Pressure Cooker Potato Soup
Your pressure cooker will do double duty in this vegetarian version of potato soup. First, use it to make a béchamel sauce. Remove the sauce, clean out the pressure cooker, and then use it again to make the soup.
Serves: 4Hands-on: 20 minutesTotal: 1 hour 5 minutesDifficulty: Easy
- ¼ cup butter
- ¼ cup all-purpose flour
- 2 cups milk, warmed
- ½ tsp. salt
- ⅛ tsp. ground nutmeg
- ¼ cup extra-virgin olive oil
- ½ cup onion, diced
- ½ cup celery, sliced
- 6 cups potatoes (about 5 medium potatoes), peeled and diced
- 3 cups vegetable stock
- ½ tsp. salt
- ½ tsp. pepper
- 1 small bunch parsley, chopped
- For the béchamel: in the pressure cooker over medium heat, melt the butter. Add flour, cook, and stir about 3 minutes to create a roux. Slowly pour in the warm milk and whisk until there are no lumps. Lock the lid into place and bring to high pressure. Once the pressure is achieved, turn the heat to low and allow to cook for about 5 minutes, or until the sauce has thickened. Remove from the heat and allow pressure to release naturally. Stir in salt and pepper and transfer béchamel sauce to a large, heat-proof measuring cup or bowl. Clean the pressure cooker and return it to the stove.

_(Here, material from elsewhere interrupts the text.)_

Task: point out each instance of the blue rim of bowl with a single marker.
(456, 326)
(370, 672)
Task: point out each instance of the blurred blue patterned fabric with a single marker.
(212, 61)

- For the soup: in the pressure cooker over medium-high heat, heat the oil. Add onion and celery and sauté for 5 minutes. Add potatoes and stock. Lock the lid into place and bring to high pressure. Once pressure is achieved, turn the heat to low and cook for 8–10 minutes. Remove from the heat and release pressure naturally for 20 minutes. Quick-release any remaining pressure. Remove the lid.
- Bring the soup to a simmer and slowly stir in the béchamel sauce to thicken. Taste for seasoning and add more salt and pepper if needed. Garnish with chopped parsley.